FIG. 1 is a block diagram of the operating principle of a protective relay for a system according to an embodiment of the present invention, FIG. 2 is a flowchart of FIG. 1, FIG. 3 is a diagram of the principle of guaranteeing phase characteristics of the present invention, and The figure is a block diagram of the operating principle of a conventional protective relay, and FIG. 5 is a diagram of the operating characteristics of a general differential protective relay.
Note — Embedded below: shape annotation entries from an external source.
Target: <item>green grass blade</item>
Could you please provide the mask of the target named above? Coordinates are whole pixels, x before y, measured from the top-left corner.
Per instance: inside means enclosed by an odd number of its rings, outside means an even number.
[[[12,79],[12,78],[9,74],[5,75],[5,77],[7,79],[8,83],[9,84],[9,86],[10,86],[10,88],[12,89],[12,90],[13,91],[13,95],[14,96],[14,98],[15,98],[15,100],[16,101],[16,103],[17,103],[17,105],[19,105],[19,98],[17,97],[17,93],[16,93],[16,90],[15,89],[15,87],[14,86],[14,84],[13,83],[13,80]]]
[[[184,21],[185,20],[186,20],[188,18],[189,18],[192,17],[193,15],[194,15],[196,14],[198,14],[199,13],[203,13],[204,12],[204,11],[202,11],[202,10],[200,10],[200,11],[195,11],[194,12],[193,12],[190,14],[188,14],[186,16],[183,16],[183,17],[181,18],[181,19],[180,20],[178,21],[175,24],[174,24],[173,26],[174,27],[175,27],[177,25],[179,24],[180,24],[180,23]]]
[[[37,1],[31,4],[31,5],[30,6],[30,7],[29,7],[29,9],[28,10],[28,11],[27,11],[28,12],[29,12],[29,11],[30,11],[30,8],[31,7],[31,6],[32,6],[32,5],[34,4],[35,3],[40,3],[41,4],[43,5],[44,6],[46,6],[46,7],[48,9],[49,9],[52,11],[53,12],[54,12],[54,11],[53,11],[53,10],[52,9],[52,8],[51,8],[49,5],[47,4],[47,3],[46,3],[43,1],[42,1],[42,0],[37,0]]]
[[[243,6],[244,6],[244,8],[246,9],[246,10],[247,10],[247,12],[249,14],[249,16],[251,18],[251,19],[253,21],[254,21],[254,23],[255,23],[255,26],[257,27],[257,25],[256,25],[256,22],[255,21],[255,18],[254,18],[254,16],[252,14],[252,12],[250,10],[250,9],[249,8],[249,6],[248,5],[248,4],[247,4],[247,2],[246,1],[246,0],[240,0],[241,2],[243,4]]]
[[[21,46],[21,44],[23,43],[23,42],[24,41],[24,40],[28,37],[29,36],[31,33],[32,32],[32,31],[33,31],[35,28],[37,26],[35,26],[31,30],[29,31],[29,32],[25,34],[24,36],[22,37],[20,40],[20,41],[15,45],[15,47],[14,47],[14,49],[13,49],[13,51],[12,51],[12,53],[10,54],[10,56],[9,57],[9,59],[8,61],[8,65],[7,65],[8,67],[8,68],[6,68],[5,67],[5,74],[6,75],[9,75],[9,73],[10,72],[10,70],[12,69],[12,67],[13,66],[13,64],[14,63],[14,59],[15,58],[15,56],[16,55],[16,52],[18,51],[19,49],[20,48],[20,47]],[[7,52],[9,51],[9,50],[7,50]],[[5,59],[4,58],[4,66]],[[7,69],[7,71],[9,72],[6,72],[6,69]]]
In the figure, 1 is a rectification element, 2 is a second maximum value derivation element, 3 is a vector addition element, 4 is a rectification element, 5 is a storage element, 6 is a first maximum value derivation element,
7 is a first determination element, 8 is a return timer element, 9
is an effective value calculation element, 10 is a second judgment element, 11
is an inhibit element, 12 is a ratio lock element (first comparison judgment element), and 13 is a differential element (second comparison judgment element).

Claims (1)

[Scope of Claims] 1. A vector addition element that vector adds instantaneous values of currents sampled from a plurality of systems, a rectification element that takes the absolute value of the addition amount vector-added to the vector addition element, and a rectification element that takes the absolute value of the addition amount added to the vector addition element, and a storage element that stores an output; a maximum value derivation element that selects a current sampled from the plurality of systems with a maximum absolute value of instantaneous values and outputs the maximum absolute value as a suppression amount; The absolute value of the addition amount of the current sampling vector-added to the vector addition element and the absolute value of the addition amount of the previous sampling stored in the storage element are compared, the larger one is selected as the differential amount, and the differential amount is Lock or non-lock is determined based on the ratio between the amount and the suppression amount output from the maximum value derivation element, but if there is a fact that lock has been determined several samplings ago, it is forcibly set to lock. Operation/non-operation is determined based on the first comparison judgment element, the absolute value of the addition amount of the current sampling vector added to the vector addition element, and the absolute value of the addition amount of the previous sampling stored in the storage element. Second to do
A protective relay comprising: a comparison determination element; and an inhibiting element that outputs an operation signal only when the first comparison determination element is non-locked and the second comparison determination element is activated. 2. As a circuit configuration of the first comparison and determination element,
a first maximum value deriving element that takes in the outputs of the rectifying element and the storage element; and a second maximum value that selects the instantaneous maximum value of the absolute value of the output of the first maximum value deriving element and the amount of current in the system. Claim 1, characterized by comprising: a first determination element that compares the output of the value derivation element; and a return timer element that causes the output signal of the first determination element to have a predetermined delay time. The protective relay described in item 1. 3 The configuration of the second comparison and determination element includes an effective value calculation element that takes in the outputs of the rectification element and the storage element, and a second element that determines the level of the output of the effective value calculation element as a predetermined constant value. 2. The protective relay according to claim 1, further comprising: a determining element.